Siragusa/Marshall: Once sequences are deposited into the GenomeTrakr database, are they also part of GenBank?
Brown/Allard: The majority of the GenomeTrakr database is part of the NCBI SRA (sequence read archive) database, which is a less finished version of the data in GenBank. GenBank data is assembled and annotated, which takes more time and analysis to complete. Once automated software is optimized and validated, NCBI likely will place all of the GenomeTrakr data into GenBank. Currently, only the published WGS data from GenomeTrakr is available in GenBank. All of the GenomeTrakr data is available in SRA both at GenomeTrakr bioprojects and in the NCBI pathogen detection website.
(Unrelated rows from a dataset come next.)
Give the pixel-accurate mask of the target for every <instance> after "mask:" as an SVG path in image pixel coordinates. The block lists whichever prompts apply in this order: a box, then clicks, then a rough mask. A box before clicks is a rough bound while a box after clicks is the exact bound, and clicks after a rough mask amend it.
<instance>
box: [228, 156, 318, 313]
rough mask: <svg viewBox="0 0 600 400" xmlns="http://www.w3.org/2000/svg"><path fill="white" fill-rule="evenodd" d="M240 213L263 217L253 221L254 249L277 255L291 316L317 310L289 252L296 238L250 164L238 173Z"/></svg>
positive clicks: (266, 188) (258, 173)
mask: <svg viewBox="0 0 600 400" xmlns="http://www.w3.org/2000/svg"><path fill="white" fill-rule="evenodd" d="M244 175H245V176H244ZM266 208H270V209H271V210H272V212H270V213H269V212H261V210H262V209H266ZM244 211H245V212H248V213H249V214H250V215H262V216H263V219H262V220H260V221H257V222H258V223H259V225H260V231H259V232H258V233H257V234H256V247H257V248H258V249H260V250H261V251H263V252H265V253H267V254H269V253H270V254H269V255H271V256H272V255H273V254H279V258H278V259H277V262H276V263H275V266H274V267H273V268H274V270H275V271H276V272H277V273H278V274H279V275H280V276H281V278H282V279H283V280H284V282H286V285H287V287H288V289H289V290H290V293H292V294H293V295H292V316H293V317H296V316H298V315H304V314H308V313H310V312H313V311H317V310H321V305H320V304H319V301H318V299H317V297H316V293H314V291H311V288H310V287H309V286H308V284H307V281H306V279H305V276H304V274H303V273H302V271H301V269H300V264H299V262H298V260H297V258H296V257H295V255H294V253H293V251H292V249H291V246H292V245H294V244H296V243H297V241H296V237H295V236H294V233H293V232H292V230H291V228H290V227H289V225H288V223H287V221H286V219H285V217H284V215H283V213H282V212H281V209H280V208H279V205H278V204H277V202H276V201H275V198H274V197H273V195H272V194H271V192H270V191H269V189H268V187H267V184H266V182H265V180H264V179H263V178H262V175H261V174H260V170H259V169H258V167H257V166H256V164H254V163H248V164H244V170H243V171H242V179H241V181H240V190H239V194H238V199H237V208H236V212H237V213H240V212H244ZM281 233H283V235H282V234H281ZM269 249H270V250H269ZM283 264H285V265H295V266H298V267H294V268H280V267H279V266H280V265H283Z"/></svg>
Readers, look for the Part II of this column where we continue our exploration with Drs. Brown and Allard and ask some general questions about the logistics surrounding GenomeTrakr. As always, please contact either Greg Siragusa or Doug Marshall with comments, questions or ideas for future Food Genomics columns.
About the Interviewees
Marc W. Allard, Ph.D.
Marc Allard, Ph.D. is a senior biomedical research services officer specializing in both phylogenetic analysis as well as the biochemical laboratory methods that generate the genetic information in the GenomeTrakr database, which is part of the NCBI Pathogen Detection website. Allard joined the Division of Microbiology in FDA’s Office of Regulatory Science in 2008 where he uses Whole Genome Sequencing of foodborne pathogens to identify and characterize outbreaks of bacterial strains, particularly Salmonella, E. coli, and Listeria. He obtained a B.A. from the University of Vermont, an M.S. from Texas A&M University and his Ph.D. in biology in from Harvard University. Allard was the Louis Weintraub Associate Professor of Biology at George Washington University for 14 years from 1994 to 2008. He is a Fellow of the American Academy of Microbiology.
Eric W. Brown, Ph.D.
Eric W. Brown, Ph.D. currently serves as director of the Division of Microbiology in the Office of Regulatory Science. He oversees a group of 50 researchers and support scientists engaged in a multi-parameter research program to develop and apply microbiological and molecular genetic strategies for detecting, identifying, and differentiating bacterial foodborne pathogens such as Salmonella and shiga-toxin producing E. coli. Brown received his Ph.D. in microbial genetics from The Genetics Program in the Department of Biological Sciences at The George Washington University. He has conducted research in microbial evolution and microbial ecology as a research fellow in the National Cancer Institute, the U.S. Department of Agriculture, and as a tenure-track Professor of Microbiology at Loyola University of Chicago. Brown came to the Food and Drug Administration in 1999 and has since carried out numerous experiments relating to the detection, identification, and discrimination of foodborne pathogens.